Emma wrote this week ‘It seems logical to follow the path that started with breaking our practice down, questioning it on fundamental levels, and then building it back up again.’ This thought follows my every conscious minute and I suspect, my subconscious as well.
When I look at the ‘sixty seconds worth of distance run’, I marvel at the discoveries, the enlightenment, the breadth of knowledge I have acquired in such a short time. But I am not ready to distill that learning into a single project yet, there is still too much to learn, to explore. I am still in training for the event, I need another year just to gather my thoughts, the world is moving too quickly, the whisk is still whirring in my brain. A friend compared my journey to the life cycle of a caterpillar and declared I was at the ‘caterpillar soup’ stage, just before the butterfly emerges to dry her wings. The process is working, it cannot be hurried by prissing open the pupae. It has to be worked through to be authentic.
But focus I must for the future is now.
Visiting curator, Harriet Loffler asked us to introduce ourselves and our practice, and the voice in my head was the visitor to our open studio, who unabashedly declared my work to be ‘random’. I understand what he was alluding to, even if I found his delivery uncompromising.
So unpacking my work, what is going on?
In my life drawing, line and form dominate. The mark making is thoughtful, empassioned, Bomberg is ever present.
A 10 min charcoal sketch A3
In my chalk work the process is meditative and tactile. I am exploring my journey through floral images.
Work in progress 112 x 112cms
My watercolours are challenging me. I am currently working on canvas to develop my technique on this surface, with a view to producing large scale works.

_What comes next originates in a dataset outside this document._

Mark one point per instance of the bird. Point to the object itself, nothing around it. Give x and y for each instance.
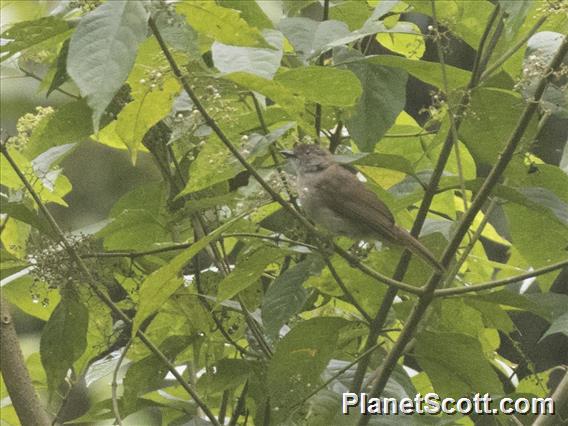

Again the layering is meditative, progress slow and thoughtful, colour and texture dominate.Work in progress 100 x 100 cms
For a while I was unable to fathom why I was compelled to paint this image, when at first glance it appears to be ‘just another flower painting’ and I have other, more pressing and relevant work to complete, but I slowing realised it is a response to Yeats’ poem, a gentle reminder, as I fret over where I am going.
The Cloths of Heaven
Had I the heaven’s embroidered cloths,
Enwrought with golden and silver light,
The blue and the dim and the dark cloths
Of night and light and the half-light;
I would spread the cloths under your feet:
But I, being poor, have only my dreams;
I have spread my dreams under your feet;
Tread softly because you tread on my dreams.
W. B. Yeats
I was asked why watercolour? It has always been about the translucency, the delicacy, the marks no other medium can make, the challenge to push the work beyond conventional boundaries.
Next I will return to my family photos armed with my newly acquired drawing skills.
Working through my blog, I can feel the exploration of my world, who I am, where I have come from, my journey and the distance traveled. It is a small world, which makes no attempt to tackle political statements, social commentary, injustice or any of the other issues that occupy my thoughts, instead it burrows deep within shedding light into all the nooks and crannies.
To paraphrase Rumi ‘Beyond the realms of right and wrong, there is a garden. I will meet you there.’